SXSW: Fedel gives advice on touring and streaming
At SXSW 2016, Rapzilla interviewed Fedel, one of the most successful independent Christian rappers, about two issues which every new indie artist must deal with: touring and streaming.
He stressed the importance of young artists taking every opportunity they receive to perform, as well as not overprioritizing social media.
“What I see happens now is artists build their brand on Twitter or on Instagram — they might have a few thousand followers — and somebody might give them a show … ‘Hey, you can come [perform for] my 20 kids at the Salvation Army. I can’t pay you,’ and they won’t do it because the sound system’s not good or this [is] not good,” Fedel said. “But what they don’t realize is that, the Twitter or social media world, the same way you build that is the same way you have to build the tour base.
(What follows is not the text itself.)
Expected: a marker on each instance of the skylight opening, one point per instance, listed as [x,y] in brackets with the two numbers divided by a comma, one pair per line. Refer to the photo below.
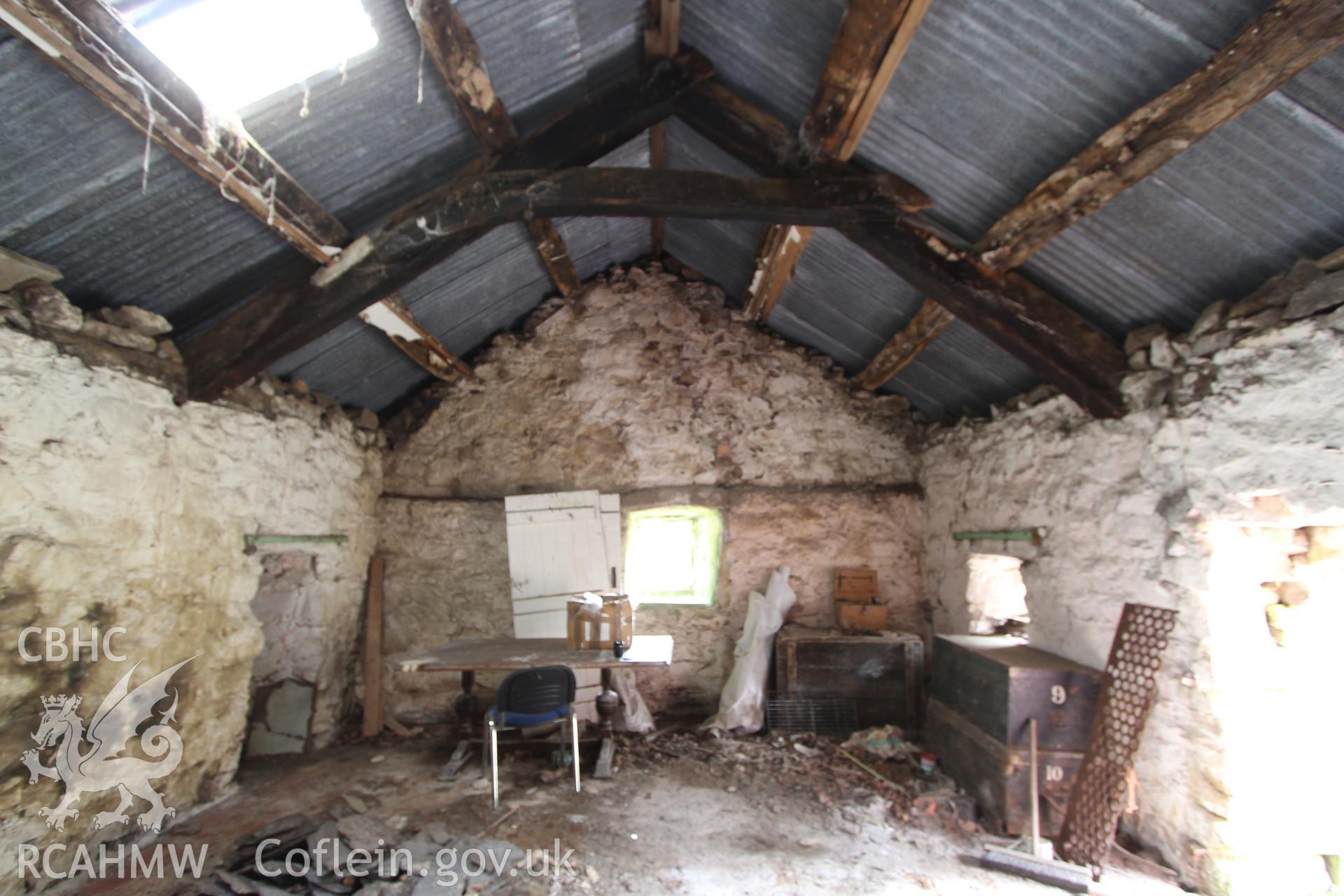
[234,52]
“You have to start somewhere. Because even if you get the shot of 500 students the first time through, you want to grow and get better at touring, at doing live shows, so any opportunity to do shows is an opportunity to get better. … I know for me, a lot of times when I was touring and working on touring, I wasn’t managing my social media as good as I wanted to because, as an indie artist, you only have so much time. So a lot of times you can get so caught up in social media that you’re not going out to other people’s shows to support them, meeting the people who did the tour and saying, ‘Man, if you do another show, hey, I would love to be apart,’ you’re not doing any of that.”
Fedel also had strong opinions about whether or not artists should stream their music, which doesn’t pay as much as digital sales.
“You either adapt or die,” he said. “You can fight streaming. It’s not going anywhere. … I’ma be honest with you. If you don’t put your album on Apple Music, you might sell some records, but a lot of people will never hear your record.”
World-renowned artists like Adele, Kanye West and Taylor Swift have all made headlines for not following the norm when distributing their recent albums — spurning certain, if not all, streaming services. But most artists do not have the influence to release an album without streaming and reach just as many listeners.
“If you look at the majority of artists, the 99 percent, not the Adele’s — what she did was incredible, not people like her — but a lot of the people, the other 99 percent, if you look at them and you’re honest with yourself, streaming is just the way to go,” Fedel said. “It’s the way that artists are building their tour base. It’s the way that the future is coming.”